Urokliwa, lekka, przyjemna książka, wcale nie tylko dla nastolatek. Jeśli jeszcze nie mieliście okazji, poznajcie Zoe Sugg – błyskotliwą, ciekawską obserwatorkę świata.

2.jpg

Miałam niedawno okazję przysłuchiwać się rozmowie dwóch nastolatek. Jedna była obrażona na drugą, bo ta pierwsza nie chciała jej nieść rolek. Na dodatek nie polubiła jej profilu na Facebooku. Uśmiałam się serdecznie, chwilę później jednak przypomniałam sobie jak wielkie były moje problemy w czasach kiedy ja sama miałam kilkanaście lat. A wtedy nie było googla, Facebooka a Internet stawiał u nas dopiero pierwsze, nieporadne kroki. Doszłam do wniosku, że dzisiaj bardzo trudno jest być nastoletnią dziewczyną. Znacznie trudniej niż kiedyś.

Jak dowiedziałam się z tej urokliwej książki, nastolatki mają dzisiaj sporo powodów do stresu. Przez cały czas muszą wyglądać idealnie, umieć pozować jak supermodelka żeby móc sobie strzelić selfie w stylizacji dnia. Później trzeba je wrzucić do Internetu, żeby mogli obejrzeć je wszyscy znajomi. Na dodatek trzeba radzić sobie ze znajomymi, rodzicami i szalejącymi hormonami. Szesnastoletnia Penny nie ma łatwo. Sposobem na odreagowanie problemów jest dla niej blog, w którym dzieli się radościami, smutkami i tym, o czym nie mówi nikomu innemu. Blog Girl Online szybko zjednuje sobie oddanych wielbicieli. W życiu codziennym wiedzie się jednak różnie. Po pewnej bardzo zawstydzającej wpadce, Penny z ulgą przyjmuje propozycję wyjazdu z rodzicami do Nowego Jorku. To właśnie tutaj poznaje Noah, tajemniczego chłopaka z gitarą. A potem nic nie jest już takie samo. Czy to właśnie prawdziwa miłość? A jeśli tak, to jak zniesie odległość, zazdrość i pewną skrzętnie skrywaną tajemnicę?

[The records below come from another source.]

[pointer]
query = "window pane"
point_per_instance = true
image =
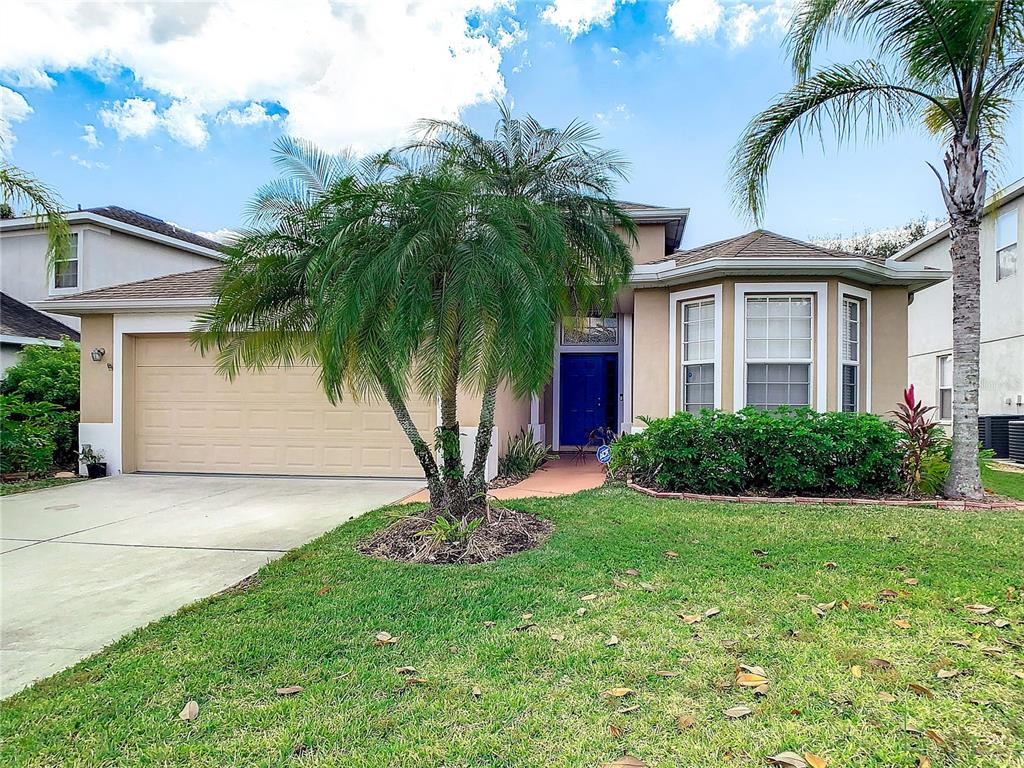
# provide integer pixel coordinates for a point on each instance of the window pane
(850, 388)
(1006, 262)
(1006, 229)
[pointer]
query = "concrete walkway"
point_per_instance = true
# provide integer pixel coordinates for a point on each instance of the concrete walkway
(558, 477)
(85, 563)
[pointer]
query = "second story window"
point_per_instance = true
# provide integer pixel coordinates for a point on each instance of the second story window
(66, 268)
(1006, 245)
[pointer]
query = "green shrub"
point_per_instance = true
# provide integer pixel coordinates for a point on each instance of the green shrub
(27, 435)
(522, 456)
(45, 374)
(782, 452)
(48, 376)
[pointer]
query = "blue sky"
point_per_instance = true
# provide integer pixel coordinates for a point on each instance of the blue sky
(184, 105)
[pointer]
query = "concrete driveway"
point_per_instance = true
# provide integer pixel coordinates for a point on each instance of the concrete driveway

Smsy, Skype, Internet, Facebook, Twitter. To właśnie tutaj toczy się życie wielu młodych ludzi. To także tutaj zaistniała Zoe Sugg, popularna młoda blogerka, której wpisy śledzą miliony, nie tylko rówieśników. Powstanie tej książki było naturalną konsekwencją popularności dziewczyny. I bardzo dobrze, bo dzięki temu może ona dotrzeć do osób, które o niej nigdy nie słyszały. Chociaż całość jest lekką, miejscami schematyczną opowieścią, Zoe Slugg zaraża poczuciem humoru, optymizmem, emocjami. Dodatkowo ma bardzo lekkie pióro, co sprawia, że jej książka jest po prostu zaraźliwa. Wciąga od pierwszej strony i nie puszcza aż do samego końca, przyznaję mnie też, chociaż jestem pewnie bliżej wieku rodziców Zoe. I co z tego, że ten koniec można przewidzieć? Nie bez powodu sięgamy po takie książki. Chcemy chociaż na chwilę oderwać się od codzienności. To lekka, przyjemna lektura dla każdego, kto kiedykolwiek potrzebował kilku mile spędzonych chwil. Wychodzi mi więc, że chyba dla każdego?